Shared some of this in another thread but I'll write it up properly. I've now been through Lilly's process twice: once as a candidate (2022) and once as a hiring manager consultant helping a team there (2024). I know what's on both sides of the table.
Lilly has five core values they lean on heavily: integrity, excellence, respect, inclusion, and innovation. These aren't just marketing. Interviewers are trained to map candidate stories to these values and score them. If your story doesn't connect to one of the five, it's harder to score.
Common behavioral questions I've seen: Tell me about a time when you had to speak up about something that felt risky. (Integrity) Describe a project where you had to raise the bar beyond what was asked of you. (Excellence) Give me an example of navigating a significant disagreement with a peer or stakeholder. (Respect/Inclusion) What's the most creative solution you've brought to a hard technical problem? (Innovation)

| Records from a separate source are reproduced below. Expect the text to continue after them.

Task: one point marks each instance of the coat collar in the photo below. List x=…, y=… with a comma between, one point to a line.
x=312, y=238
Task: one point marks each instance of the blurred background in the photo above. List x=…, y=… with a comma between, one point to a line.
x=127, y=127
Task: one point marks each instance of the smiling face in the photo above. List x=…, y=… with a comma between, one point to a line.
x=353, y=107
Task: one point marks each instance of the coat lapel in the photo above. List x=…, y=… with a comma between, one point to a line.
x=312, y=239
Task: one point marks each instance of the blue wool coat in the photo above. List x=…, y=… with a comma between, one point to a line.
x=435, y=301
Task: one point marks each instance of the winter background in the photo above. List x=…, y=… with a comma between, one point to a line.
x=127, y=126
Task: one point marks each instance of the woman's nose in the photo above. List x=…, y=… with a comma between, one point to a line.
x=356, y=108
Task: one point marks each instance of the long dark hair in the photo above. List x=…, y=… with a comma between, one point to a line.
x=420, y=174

The STAR format is expected but they'll probe. If your Situation is vague, they ask for specifics. If your Action is 'we,' they ask what YOU specifically did. Be ready to go one layer deeper on every part.

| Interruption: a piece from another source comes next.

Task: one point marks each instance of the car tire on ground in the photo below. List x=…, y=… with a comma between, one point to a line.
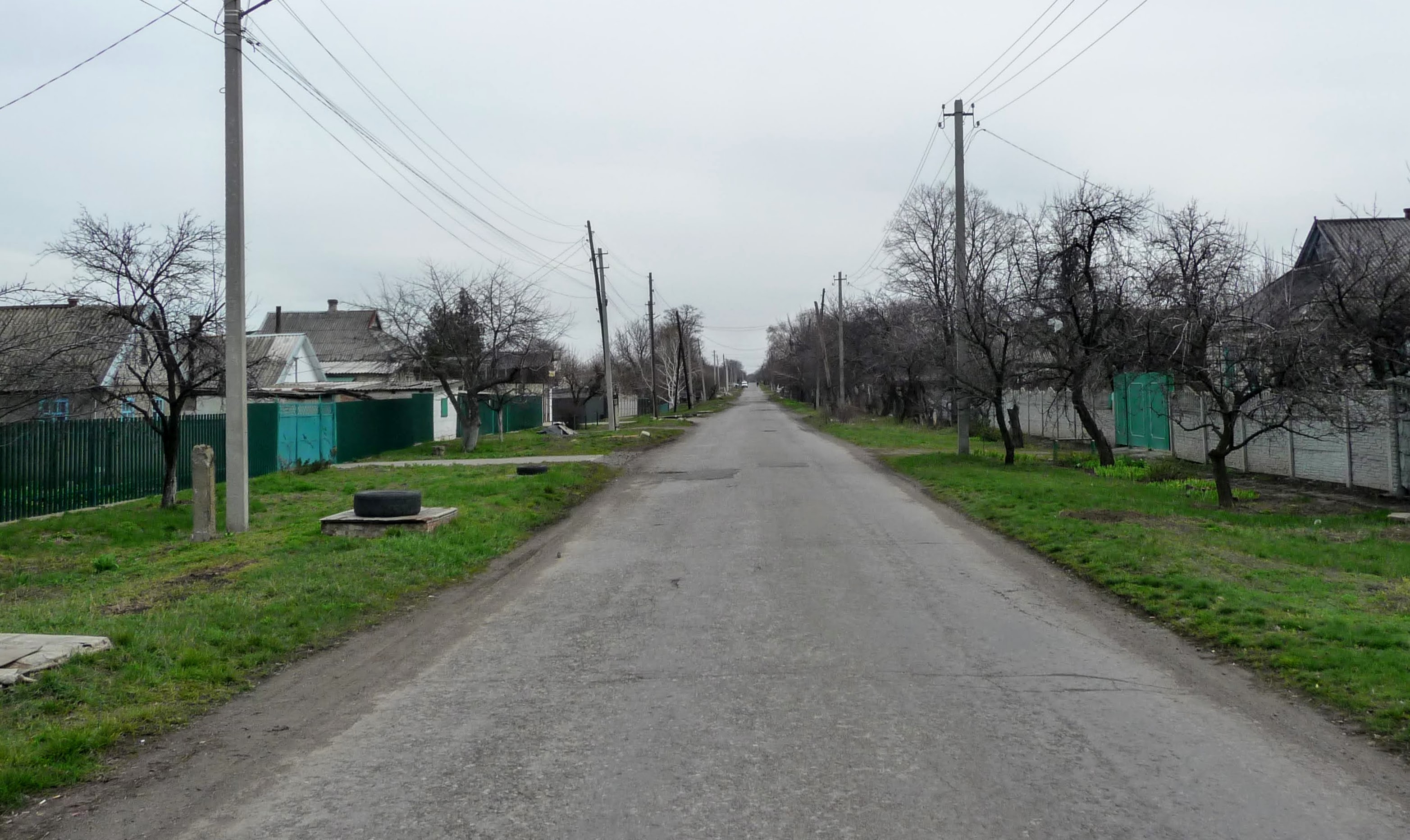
x=383, y=504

Pharma-specific angle: Lilly cares a lot about patient impact framing. If you can genuinely connect your work to 'this helped get a product to patients faster' or 'this reduced risk of error in a critical process,' that resonates in a way that 'we shipped the feature on time' doesn't. You don't have to fabricate it. But if you have it, use it.
Timing: each behavioral round is 45-60 minutes. They fit 3-4 questions in. For senior and above they usually do two behavioral rounds with different interviewers, scoring independently.